SDHD presentation and tumour characteristics
SDHD mutations are associated with parasympathetic extra-adrenal paragangliomas [20, 22]. This predominantly results in head and neck tumours, which are usually benign (Fig. 6). There is an increased chance of multifocality (Figs. 7 and 8), but malignancy and metastatic disease are infrequent [20, 22]. As with SDHB mutations, pheochromocytomas are less common.

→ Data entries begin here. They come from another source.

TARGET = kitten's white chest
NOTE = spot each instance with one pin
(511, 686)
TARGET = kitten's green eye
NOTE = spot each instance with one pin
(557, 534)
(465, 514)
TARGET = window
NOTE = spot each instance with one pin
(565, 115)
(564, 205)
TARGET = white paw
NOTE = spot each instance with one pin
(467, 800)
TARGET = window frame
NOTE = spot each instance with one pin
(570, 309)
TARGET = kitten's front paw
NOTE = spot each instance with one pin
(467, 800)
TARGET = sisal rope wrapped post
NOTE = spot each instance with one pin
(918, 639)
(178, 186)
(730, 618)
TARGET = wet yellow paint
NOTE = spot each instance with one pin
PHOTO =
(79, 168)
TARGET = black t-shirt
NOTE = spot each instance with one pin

The age at paraganglioma diagnosis is similar to SDHB at approximately 30 years [20, 22].
SDHB versus SDHD
Although SDHB and D mutations can be broadly divided into the categories above, it is important to remember that there can be overlap with tumour presentation. SDHB mutuations can result in head and neck paraganglioma formation, and SDHD mutations can develop thoracic and abdominal extra-adrenal paragangliomas [12, 23]. Both mutations can result in pheochromocytoma formation. The radiologist should be aware of this when reporting screening investigations for these patients.
SDHA and SDHC
SDHA mutations have been described in Leigh syndrome, a metabolic neurodegenerative disorder [24], and are not currently recognised to result in paraganglioma formation. SDHC mutations are rare and result in head and neck paraganglioma formation [12]. These tumours are usually benign and seldom multifocal [25]. Very rarely do SDHC mutations result in pheochromocytoma formation.
SDHB and SDHD relevance
The recent advances in genetics with regards to SDH mutations have implications for radiology. The radiological diagnosis of a paraganglioma or pheochromocytoma should result in a full genetic workup. Included in this is the imaging of susceptible family members for paragangliomas [7]. This can have a significant impact on the workload of a radiological department. SDH mutation-positive patients need ongoing screening as they are at high risk for developing paragangliomas, pheochromocytomas and further multifocal extraganglial tumours. In this context close collaboration with the local genetics department is essential. Following patient and family member interview and counselling, genetic mutation can be determined from a peripheral blood sample. The family history and type of tumour will determine which mutation is tested for initially.
Imaging protocols
A universal approach to screening is the subject of ongoing work. In a recent review article [12], Timmers et al. recommended MRI of the neck, chest, abdomen and pelvis every 1–2 years. This should be tailored according to individual needs and the specific mutation. In cases of SDHB mutation screening as early as 10 years of age is recommended. Further functional imaging may also be required along with annual history, examination and biochemical testing [26]. Local imaging guidelines should be developed in conjunction with the local genetics departments according to imaging availability and experience. Currently MRI of the head, neck, chest, abdomen and pelvis is the first line investigation in our practice. Subsequent follow-up may be performed with ultrasound or MRI. Post-treatment imaging in our institution is determined by the nature of the intervention on an individual patient basis.